Уникальное издание, основанное на достоверном материале, почерпнутом автором из писем, дневников, записных книжек Артура Конан Дойла, а также из подлинных газетных публикаций и архивных документов. Вы узнаете множество малоизвестных фактов о жизни и творчестве писателя, о блестящем расследовании им реальных уголовных дел, а также о его знаменитом персонаже Шерлоке Холмсе, которого Конан Дойл не раз порывался «убить».

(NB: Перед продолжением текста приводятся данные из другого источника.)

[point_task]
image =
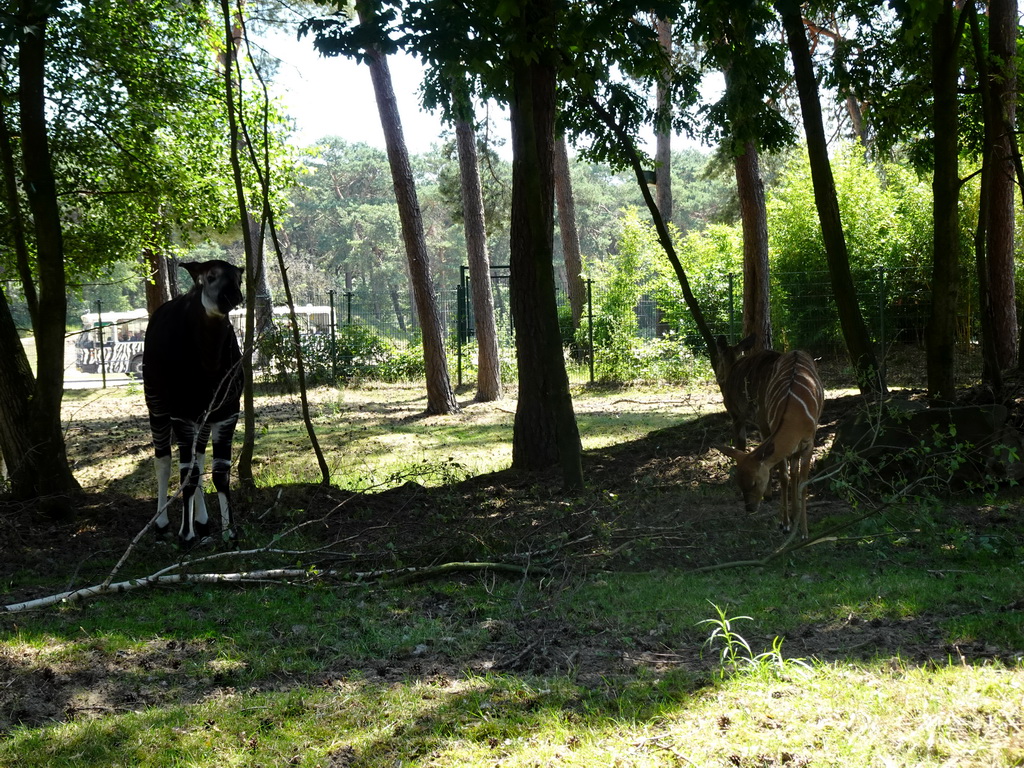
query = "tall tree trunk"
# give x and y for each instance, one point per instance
(570, 235)
(869, 376)
(984, 242)
(945, 190)
(754, 215)
(545, 431)
(15, 217)
(47, 457)
(1003, 89)
(663, 136)
(158, 287)
(15, 397)
(440, 397)
(488, 374)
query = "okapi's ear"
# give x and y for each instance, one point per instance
(195, 269)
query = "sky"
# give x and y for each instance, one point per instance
(335, 96)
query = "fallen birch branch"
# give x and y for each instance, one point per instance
(163, 578)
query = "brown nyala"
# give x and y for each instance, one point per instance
(792, 406)
(742, 377)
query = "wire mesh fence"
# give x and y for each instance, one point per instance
(655, 341)
(894, 305)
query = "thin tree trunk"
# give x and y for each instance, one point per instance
(985, 241)
(754, 215)
(545, 431)
(440, 397)
(158, 289)
(15, 216)
(663, 150)
(869, 376)
(254, 240)
(1003, 89)
(570, 235)
(488, 375)
(15, 395)
(47, 455)
(945, 190)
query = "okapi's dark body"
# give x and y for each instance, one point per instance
(192, 375)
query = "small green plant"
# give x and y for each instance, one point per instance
(735, 653)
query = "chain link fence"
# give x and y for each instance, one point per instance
(373, 331)
(664, 342)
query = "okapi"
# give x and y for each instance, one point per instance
(192, 376)
(742, 376)
(793, 402)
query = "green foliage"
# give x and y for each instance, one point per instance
(735, 653)
(354, 352)
(886, 215)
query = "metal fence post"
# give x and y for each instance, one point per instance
(732, 307)
(590, 325)
(334, 340)
(882, 310)
(460, 324)
(99, 327)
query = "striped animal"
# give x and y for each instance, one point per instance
(192, 378)
(794, 398)
(742, 376)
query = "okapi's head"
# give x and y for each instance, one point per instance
(219, 285)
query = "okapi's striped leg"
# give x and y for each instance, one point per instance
(222, 433)
(192, 454)
(160, 425)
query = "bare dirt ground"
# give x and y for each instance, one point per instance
(665, 502)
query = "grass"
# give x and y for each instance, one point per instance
(877, 650)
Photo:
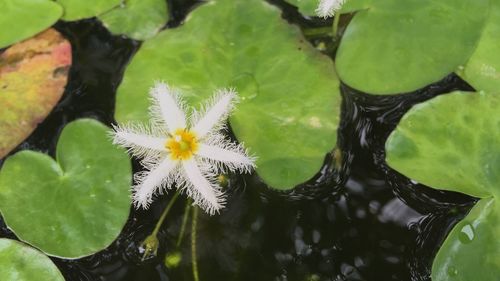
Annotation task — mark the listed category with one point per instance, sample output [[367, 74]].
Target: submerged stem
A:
[[151, 243], [184, 222], [317, 31], [336, 20], [165, 212], [194, 223]]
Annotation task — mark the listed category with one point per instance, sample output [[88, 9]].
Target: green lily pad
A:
[[452, 142], [401, 46], [73, 207], [78, 9], [472, 249], [138, 19], [290, 100], [22, 263], [306, 7], [33, 75], [29, 17], [483, 69]]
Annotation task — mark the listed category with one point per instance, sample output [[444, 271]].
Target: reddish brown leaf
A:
[[33, 74]]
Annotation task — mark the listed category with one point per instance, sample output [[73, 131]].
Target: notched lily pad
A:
[[137, 19], [290, 100], [73, 207], [33, 75], [472, 249], [78, 9], [23, 19], [20, 262], [452, 142], [400, 46]]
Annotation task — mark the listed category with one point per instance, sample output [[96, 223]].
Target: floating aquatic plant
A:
[[406, 45], [33, 75], [188, 151], [20, 262], [328, 8], [75, 205], [289, 108], [29, 17], [458, 150]]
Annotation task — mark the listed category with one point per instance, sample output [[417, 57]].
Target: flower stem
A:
[[185, 218], [336, 20], [194, 223], [151, 243], [165, 212], [317, 31]]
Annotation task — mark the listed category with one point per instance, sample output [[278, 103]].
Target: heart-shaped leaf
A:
[[78, 9], [22, 263], [33, 75], [28, 17], [452, 142], [290, 101], [472, 249], [401, 46], [73, 207], [306, 7], [483, 69], [138, 19]]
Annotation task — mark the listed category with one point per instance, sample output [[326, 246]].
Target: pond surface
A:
[[380, 226]]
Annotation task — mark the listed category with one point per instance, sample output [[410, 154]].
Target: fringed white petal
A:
[[229, 155], [152, 182], [215, 113], [168, 108], [201, 187], [328, 8], [141, 141]]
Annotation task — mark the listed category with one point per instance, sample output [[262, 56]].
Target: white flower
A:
[[187, 151], [328, 8]]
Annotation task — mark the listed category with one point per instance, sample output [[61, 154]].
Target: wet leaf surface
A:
[[20, 262], [23, 19], [75, 206], [78, 9], [33, 75], [452, 142], [290, 101], [483, 69], [137, 19], [397, 47]]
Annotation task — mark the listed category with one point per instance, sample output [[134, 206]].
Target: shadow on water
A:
[[381, 226]]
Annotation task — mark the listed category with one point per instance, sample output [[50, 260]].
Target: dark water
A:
[[366, 222]]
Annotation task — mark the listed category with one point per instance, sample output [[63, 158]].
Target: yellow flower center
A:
[[182, 145]]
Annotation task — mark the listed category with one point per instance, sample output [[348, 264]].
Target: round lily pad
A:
[[459, 130], [452, 142], [400, 46], [22, 263], [289, 93], [29, 17], [307, 7], [33, 75], [483, 69], [472, 249], [137, 19], [78, 9], [72, 207]]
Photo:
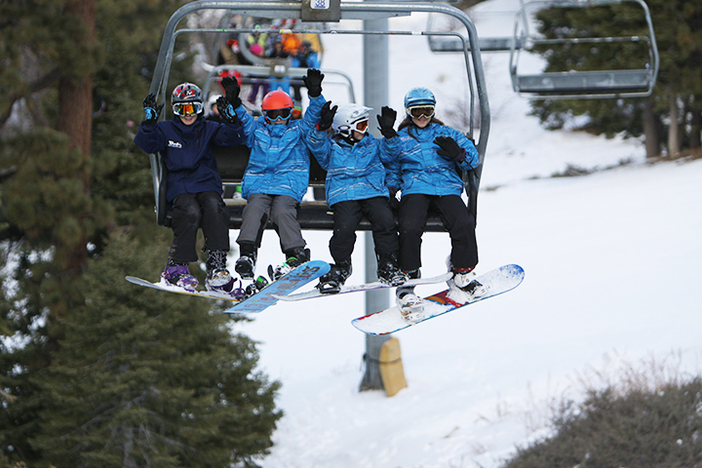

Русская книга о Марке Шагале. Том 2

Это издание подводит итог многолетних разысканий о Марке Шагале с целью собрать весь известный материал (печатный, архивный, иллюстративный), относящийся к российским годам жизни художника и его связям с Россией. Книга не только обобщает большой объем предшествующих исследований и публикаций, но и вводит в научный оборот значительный корпус новых документов, позволяющих прояснить важные факты и обстоятельства шагаловской биографии. Таковы, к примеру, сведения о родословии и семье художника, свод документов о его деятельности на посту комиссара по делам искусств в революционном Витебске, дипломатическая переписка по поводу его визита в Москву и Ленинград в 1973 году, и в особой мере его обширная переписка с русскоязычными корреспондентами.


Дуэли Лермонтова. Дуэльный кодекс де Шатовильяра

Настоящие материалы подготовлены в связи с 200-летней годовщиной рождения великого русского поэта М. Ю. Лермонтова, которая празднуется в 2014 году. Условно книгу можно разделить на две части: первая часть содержит описание дуэлей Лермонтова, а вторая – краткие пояснения к впервые издаваемому на русском языке Дуэльному кодексу де Шатовильяра.


Скворцов-Степанов

Книга рассказывает о жизненном пути И. И. Скворцова-Степанова — одного из видных деятелей партии, друга и соратника В. И. Ленина, члена ЦК партии, ответственного редактора газеты «Известия». И. И. Скворцов-Степанов был блестящим публицистом и видным ученым-марксистом, автором известных исторических, экономических и философских исследований, переводчиком многих произведений К. Маркса и Ф. Энгельса на русский язык (в том числе «Капитала»).